| From 9638556a276125553549fdfe349c464481ec2f39 Mon Sep 17 00:00:00 2001 |
| From: Ilya Dryomov <ilya.dryomov@inktank.com> |
| Date: Tue, 10 Jun 2014 13:53:29 +0400 |
| Subject: rbd: handle parent_overlap on writes correctly |
| |
| From: Ilya Dryomov <ilya.dryomov@inktank.com> |
| |
| commit 9638556a276125553549fdfe349c464481ec2f39 upstream. |
| |
| The following check in rbd_img_obj_request_submit() |
| |
| rbd_dev->parent_overlap <= obj_request->img_offset |
| |
| allows the fall through to the non-layered write case even if both |
| parent_overlap and obj_request->img_offset belong to the same RADOS |
| object. This leads to data corruption, because the area to the left of |
| parent_overlap ends up unconditionally zero-filled instead of being |
| populated with parent data.
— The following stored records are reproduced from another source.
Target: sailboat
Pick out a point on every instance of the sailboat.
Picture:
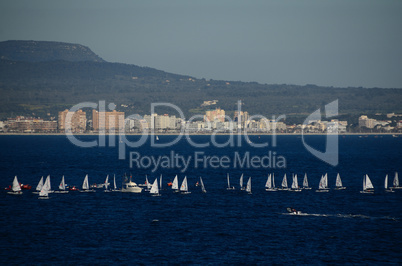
(107, 184)
(114, 184)
(229, 187)
(39, 186)
(241, 182)
(149, 186)
(202, 186)
(248, 188)
(268, 184)
(284, 185)
(85, 185)
(131, 186)
(184, 186)
(367, 185)
(160, 183)
(48, 184)
(44, 192)
(16, 188)
(323, 186)
(295, 184)
(62, 186)
(396, 182)
(154, 189)
(386, 185)
(175, 184)
(305, 182)
(338, 183)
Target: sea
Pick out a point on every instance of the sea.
(218, 227)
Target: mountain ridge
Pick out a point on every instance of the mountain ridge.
(44, 87)
(39, 51)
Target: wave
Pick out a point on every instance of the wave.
(344, 216)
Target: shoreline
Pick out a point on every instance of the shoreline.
(201, 134)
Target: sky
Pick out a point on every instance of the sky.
(340, 43)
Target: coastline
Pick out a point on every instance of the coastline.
(204, 134)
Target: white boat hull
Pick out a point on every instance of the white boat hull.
(367, 192)
(87, 190)
(14, 192)
(132, 190)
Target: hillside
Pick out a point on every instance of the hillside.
(46, 86)
(38, 51)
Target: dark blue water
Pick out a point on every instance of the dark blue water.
(214, 228)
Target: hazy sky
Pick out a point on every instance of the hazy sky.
(331, 43)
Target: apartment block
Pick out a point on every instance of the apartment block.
(111, 122)
(77, 121)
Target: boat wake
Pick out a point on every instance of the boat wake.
(344, 216)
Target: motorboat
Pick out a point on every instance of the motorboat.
(131, 187)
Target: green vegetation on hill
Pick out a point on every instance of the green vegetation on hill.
(46, 86)
(37, 51)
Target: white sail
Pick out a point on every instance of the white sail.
(16, 185)
(368, 184)
(386, 182)
(44, 192)
(184, 187)
(107, 182)
(295, 184)
(229, 187)
(338, 182)
(268, 184)
(175, 184)
(202, 186)
(85, 184)
(322, 183)
(40, 184)
(248, 188)
(147, 182)
(62, 185)
(305, 181)
(284, 182)
(47, 184)
(154, 188)
(396, 180)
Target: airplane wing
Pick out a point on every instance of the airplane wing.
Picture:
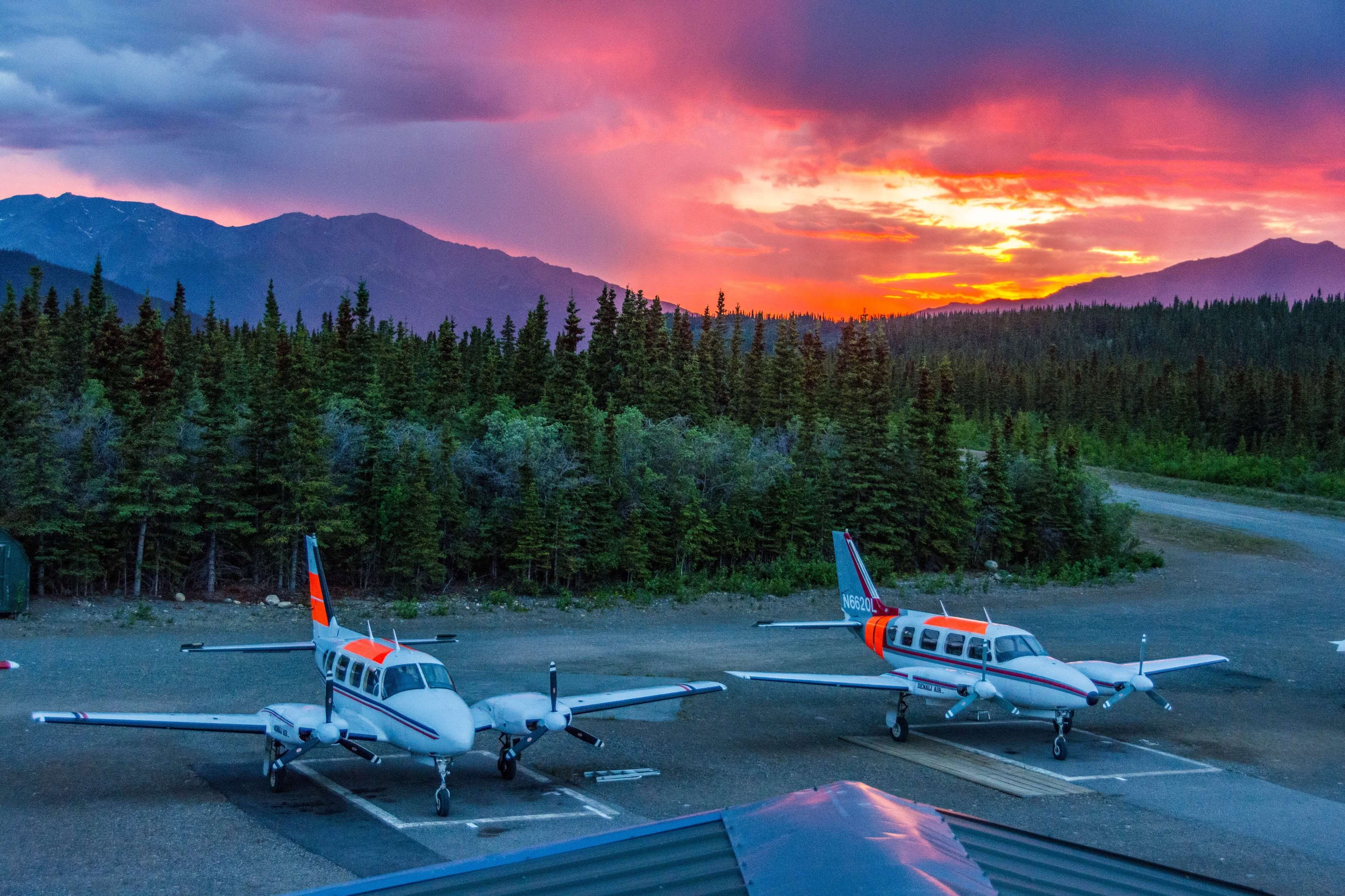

Suppose we want to write 1M to offset 6M |
| of image bar, which is a clone of foo@snap; object_size is 4M, |
| parent_overlap is 5M: |
| |
| rbd_data.<id>.0000000000000001 |
| ---------------------|----------------------|------------ |
| | should be copyup'ed | should be zeroed out | write ... |
| ---------------------|----------------------|------------ |
| 4M 5M 6M |
| parent_overlap obj_request->img_offset |
| |
| 4..5M should be copyup'ed from foo, yet it is zero-filled, just like |
| 5..6M is. |
| |
| Given that the only striping mode kernel client currently supports is |
| chunking (i.e. stripe_unit == object_size, stripe_count == 1), round |
| parent_overlap up to the next object boundary for the purposes of the |
| overlap check. |
| |
| Signed-off-by: Ilya Dryomov <ilya.dryomov@inktank.com> |
| Reviewed-by: Josh Durgin <josh.durgin@inktank.com> |
| Signed-off-by: Greg Kroah-Hartman <gregkh@linuxfoundation.org> |
| |
| --- |
| drivers/block/rbd.c | 10 +++++++++- |
| 1 file changed, 9 insertions(+), 1 deletion(-) |
| |
| --- a/drivers/block/rbd.c |
| +++ b/drivers/block/rbd.c |
| @@ -1366,6 +1366,14 @@ static bool obj_request_exists_test(stru |
| return test_bit(OBJ_REQ_EXISTS, &obj_request->flags) != 0; |
| } |
| |
| +static bool obj_request_overlaps_parent(struct rbd_obj_request *obj_request) |
| +{ |
| + struct rbd_device *rbd_dev = obj_request->img_request->rbd_dev; |
| + |
| + return obj_request->img_offset < |
| + round_up(rbd_dev->parent_overlap, rbd_obj_bytes(&rbd_dev->header)); |
| +} |
| + |
| static void rbd_obj_request_get(struct rbd_obj_request *obj_request) |
| { |
| dout("%s: obj %p (was %d)\n", __func__, obj_request, |
| @@ -2656,7 +2664,7 @@ static int rbd_img_obj_request_submit(st |
| */ |
| if (!img_request_write_test(img_request) || |
| !img_request_layered_test(img_request) || |
| - rbd_dev->parent_overlap <= obj_request->img_offset || |
| + !obj_request_overlaps_parent(obj_request) || |
| ((known = obj_request_known_test(obj_request)) && |
| obj_request_exists_test(obj_request))) { |
| |